When a small Virginia wholesale supplier got into a dispute last year with a large computer company over problems with the $60,000 computer it had bought, the last thing the companies wanted to do was go to court. That could have cost them at least $25,000 apiece. Instead, the two companies turned to EnDispute Inc., a Washington, D.C.-based company that offers alternative methods of dispute resolution. EnDispute organized a private "minitrial" for them, and the case was settled in a day and a half, at a charge of $4,500 each.

That kind of bargain-basement justice is growing more popular. Similar private court systems have emerged in Philadelphia, Phoenix, and several other cities, providing a faster, cheaper means of resolving disputes.

"We're Federal Express in a legal context," says Alan Epstein, the founder of Judicate Inc., a private court based on Philadelphia. Because every month of litigation amounts to another blank check for legal services, delays amounting to several years can rocket legal costs for individual cases past the million-dollar mark. "There are two reasons to use [alternative dispute resolution]," explains Robert McLucas, director for casualty property claims at The Travelers Insurance Cos. "One, they're cheap. And two, they're inexpensive."

The for-profit courts also offer privacy and a degree of flexibility unimaginable in the public system. Participants can choose the judge, the timing, and the king of evidence allowed. Confidentiality is strictly respected -- no press or public are allowed.

If they wish, the parties can make the private court's ruling binding by signing an agreement beforehand. Often, however, the litigation is used as a step toward an out-of-court settlement.

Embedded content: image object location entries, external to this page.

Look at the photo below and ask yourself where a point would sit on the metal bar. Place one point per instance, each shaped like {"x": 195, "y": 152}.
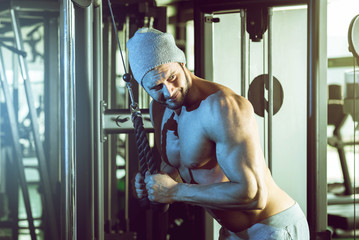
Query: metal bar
{"x": 317, "y": 120}
{"x": 213, "y": 5}
{"x": 17, "y": 147}
{"x": 98, "y": 96}
{"x": 84, "y": 121}
{"x": 49, "y": 204}
{"x": 270, "y": 90}
{"x": 51, "y": 99}
{"x": 119, "y": 121}
{"x": 243, "y": 53}
{"x": 68, "y": 150}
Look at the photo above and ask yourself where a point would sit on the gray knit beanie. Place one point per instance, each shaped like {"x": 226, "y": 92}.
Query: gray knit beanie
{"x": 150, "y": 48}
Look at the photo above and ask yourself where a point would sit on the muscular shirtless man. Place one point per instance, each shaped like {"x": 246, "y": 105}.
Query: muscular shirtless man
{"x": 209, "y": 143}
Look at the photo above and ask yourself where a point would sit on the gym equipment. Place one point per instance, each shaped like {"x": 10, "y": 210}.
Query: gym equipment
{"x": 146, "y": 160}
{"x": 343, "y": 211}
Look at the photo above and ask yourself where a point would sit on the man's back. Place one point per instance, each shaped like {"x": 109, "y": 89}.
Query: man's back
{"x": 206, "y": 142}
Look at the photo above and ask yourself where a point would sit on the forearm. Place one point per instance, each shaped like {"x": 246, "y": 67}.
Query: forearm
{"x": 224, "y": 195}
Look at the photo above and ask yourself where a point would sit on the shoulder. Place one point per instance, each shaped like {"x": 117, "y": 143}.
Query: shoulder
{"x": 225, "y": 101}
{"x": 229, "y": 116}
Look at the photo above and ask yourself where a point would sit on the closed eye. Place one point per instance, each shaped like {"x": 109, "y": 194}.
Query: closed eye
{"x": 157, "y": 87}
{"x": 172, "y": 78}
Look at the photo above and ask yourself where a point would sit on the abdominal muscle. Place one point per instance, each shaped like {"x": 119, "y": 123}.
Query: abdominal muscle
{"x": 238, "y": 220}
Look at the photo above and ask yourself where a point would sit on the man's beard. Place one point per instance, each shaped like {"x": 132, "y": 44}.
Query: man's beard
{"x": 183, "y": 94}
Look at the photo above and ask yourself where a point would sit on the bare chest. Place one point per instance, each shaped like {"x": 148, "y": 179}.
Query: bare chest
{"x": 185, "y": 146}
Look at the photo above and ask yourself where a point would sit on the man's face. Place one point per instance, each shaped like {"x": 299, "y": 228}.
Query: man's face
{"x": 167, "y": 84}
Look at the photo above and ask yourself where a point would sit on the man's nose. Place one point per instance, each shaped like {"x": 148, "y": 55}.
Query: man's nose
{"x": 168, "y": 90}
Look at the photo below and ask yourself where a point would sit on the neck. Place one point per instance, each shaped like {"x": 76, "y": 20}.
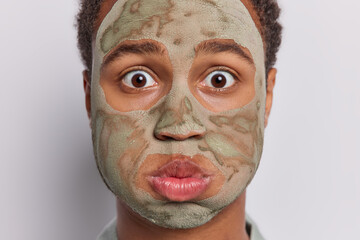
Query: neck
{"x": 228, "y": 224}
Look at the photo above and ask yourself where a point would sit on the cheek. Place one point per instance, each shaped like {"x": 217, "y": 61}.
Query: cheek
{"x": 121, "y": 144}
{"x": 235, "y": 143}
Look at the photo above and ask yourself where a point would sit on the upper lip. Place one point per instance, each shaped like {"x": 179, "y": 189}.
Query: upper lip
{"x": 181, "y": 167}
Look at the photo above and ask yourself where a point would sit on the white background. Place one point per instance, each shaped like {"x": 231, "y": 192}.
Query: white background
{"x": 308, "y": 183}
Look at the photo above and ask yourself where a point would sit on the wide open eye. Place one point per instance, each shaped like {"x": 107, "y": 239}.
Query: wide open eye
{"x": 219, "y": 79}
{"x": 138, "y": 79}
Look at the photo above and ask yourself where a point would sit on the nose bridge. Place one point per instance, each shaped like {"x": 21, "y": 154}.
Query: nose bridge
{"x": 178, "y": 122}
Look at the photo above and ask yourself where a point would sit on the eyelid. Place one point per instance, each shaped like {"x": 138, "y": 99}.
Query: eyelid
{"x": 220, "y": 68}
{"x": 128, "y": 89}
{"x": 137, "y": 68}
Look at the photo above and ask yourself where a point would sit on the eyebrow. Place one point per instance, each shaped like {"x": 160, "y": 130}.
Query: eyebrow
{"x": 136, "y": 48}
{"x": 213, "y": 47}
{"x": 207, "y": 47}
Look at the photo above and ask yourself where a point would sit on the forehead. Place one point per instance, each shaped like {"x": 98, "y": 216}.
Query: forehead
{"x": 107, "y": 5}
{"x": 177, "y": 22}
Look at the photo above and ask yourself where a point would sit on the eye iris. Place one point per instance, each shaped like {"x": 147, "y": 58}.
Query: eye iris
{"x": 138, "y": 80}
{"x": 218, "y": 80}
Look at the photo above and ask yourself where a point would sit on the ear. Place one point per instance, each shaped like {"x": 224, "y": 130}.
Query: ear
{"x": 271, "y": 77}
{"x": 87, "y": 90}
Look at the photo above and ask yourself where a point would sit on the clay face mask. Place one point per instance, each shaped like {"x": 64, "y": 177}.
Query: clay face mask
{"x": 178, "y": 101}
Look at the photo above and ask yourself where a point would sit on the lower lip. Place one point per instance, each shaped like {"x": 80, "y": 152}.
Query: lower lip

Judicate and Civicourt Inc., a private court in Phoenix, opened for business in the past year. Each maintains a panel of judges, some of them retirees from the bench, who decide cases in accordance with local and state laws. The companies arrange the trials and provide the courtroom. For these services, Judicate charges a $75 administrative fee and $600 for a three-hour session. Epstein says that about 80 cases have been filed on Judicate's docket; half were settled before the private trial, and at least 5 proceeded through trial and judgment.

EnDispute, the largest of the private, for-profit dispute resolution services, with revenues of $250,000 last year, has offices in five cities: San Francisco, Los Angeles, Chicago, Pittsburgh, and Washington, D.C. It offers a variety of litigation alternatives, including the minitrial, which it pioneered. In the minitrial, which is not binding, lawyers argue the case to a judge and to the executives of the disputing parties. Then the executives retire to discuss their differences, calling on the judge as a consultant on the legal merits.

Marketing these private courts presents a major challenge because lawyers stand to lose enormous fees by referring their cases. "The training and self-interest of lawyers exerts pressures hostile to alternative dispute resolution," says Marvin Frankel, a retired federal judge and a member of Judicate's panel. Bill MacQueen, director of communications for Judicate, says, "Ultimately, the use of [private courts] has to be forced by the people who will save money -- the businesspeople.

Executives of the private courts preach their gospel to groups of lawyers and businesspeople. They also target in-house counsel, "who don't have a built-in financial interest in keeping legal fees high and in fact are under pressure from their CEOs to reduce those costs," says Michael Farrell, head of EnDispute's southern California operations.